Coronary steal syndrome is a condition that occurs due to dilation of coronary arteries in the presence of coronary artery disease, which is when there’s a partial or complete blockage in the lumen of another coronary artery.

The result is a redirection of blood flow from heart muscle supplied by the blocked artery, to other regions of the heart.

Coronary steal syndrome is a finding observed during a pharmacological cardiac stress test, which is used to diagnose coronary artery disease.

Now, the heart pumps out blood for all of our organs and tissues to use - but the heart also needs blood.

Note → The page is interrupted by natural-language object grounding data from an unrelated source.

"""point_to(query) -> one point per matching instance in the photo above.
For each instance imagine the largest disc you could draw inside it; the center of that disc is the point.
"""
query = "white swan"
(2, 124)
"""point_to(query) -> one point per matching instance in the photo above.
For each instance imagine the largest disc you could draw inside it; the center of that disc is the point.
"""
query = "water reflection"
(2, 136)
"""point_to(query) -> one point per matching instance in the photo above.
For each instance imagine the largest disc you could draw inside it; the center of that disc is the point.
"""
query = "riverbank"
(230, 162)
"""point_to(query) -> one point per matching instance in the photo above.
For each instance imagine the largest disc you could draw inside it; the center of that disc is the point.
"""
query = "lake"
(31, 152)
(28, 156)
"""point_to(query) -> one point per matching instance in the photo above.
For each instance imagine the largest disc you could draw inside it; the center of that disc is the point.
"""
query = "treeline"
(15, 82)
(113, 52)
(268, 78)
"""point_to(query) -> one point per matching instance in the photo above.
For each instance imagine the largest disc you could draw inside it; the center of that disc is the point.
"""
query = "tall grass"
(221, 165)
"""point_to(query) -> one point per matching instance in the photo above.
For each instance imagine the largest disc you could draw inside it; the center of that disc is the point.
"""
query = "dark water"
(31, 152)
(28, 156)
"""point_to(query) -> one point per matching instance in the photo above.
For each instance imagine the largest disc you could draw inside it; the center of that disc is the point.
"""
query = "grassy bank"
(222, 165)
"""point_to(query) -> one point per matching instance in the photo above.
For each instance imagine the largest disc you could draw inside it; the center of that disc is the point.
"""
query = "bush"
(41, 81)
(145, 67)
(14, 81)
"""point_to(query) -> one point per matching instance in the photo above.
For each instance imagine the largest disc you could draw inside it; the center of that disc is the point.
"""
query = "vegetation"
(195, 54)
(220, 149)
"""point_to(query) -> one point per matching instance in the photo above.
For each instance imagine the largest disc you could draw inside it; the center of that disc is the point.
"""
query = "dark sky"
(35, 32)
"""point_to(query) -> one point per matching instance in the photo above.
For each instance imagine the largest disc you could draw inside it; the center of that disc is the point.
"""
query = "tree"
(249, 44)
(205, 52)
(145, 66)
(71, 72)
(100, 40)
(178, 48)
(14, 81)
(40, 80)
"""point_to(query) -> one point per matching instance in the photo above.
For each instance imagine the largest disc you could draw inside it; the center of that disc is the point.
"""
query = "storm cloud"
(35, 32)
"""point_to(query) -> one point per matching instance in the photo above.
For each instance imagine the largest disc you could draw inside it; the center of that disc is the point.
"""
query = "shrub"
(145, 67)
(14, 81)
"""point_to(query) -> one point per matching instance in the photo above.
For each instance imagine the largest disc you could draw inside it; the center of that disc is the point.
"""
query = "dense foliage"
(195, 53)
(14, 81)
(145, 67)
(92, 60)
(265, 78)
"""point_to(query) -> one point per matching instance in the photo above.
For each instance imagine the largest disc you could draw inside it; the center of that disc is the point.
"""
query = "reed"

So it also pumps blood to itself, through the coronary arteries on the outside of the heart.

And coronary arteries are linked to one another through teeny tiny blood vessels called collateral vessels, which are normally in an inactive state, meaning blood doesn’t flow through them.

Now, with coronary artery disease, there’s ischemia, or reduced blood flow to the region of myocardium supplied by that artery.

In this context, collateral circulation may become active. For example, let’s say two coronary arteries,

A and B, are linked by a collateral vessel, and coronary artery B has developed a block.

As a result of ischemia, in the myocardium supplied by coronary artery B, the myocardial cells don’t receive enough oxygen, which is called hypoxia.

In response to hypoxia, myocardial cells release signalling molecules called cytokines, which cause dilation of the segment of coronary artery B beyond the blockage.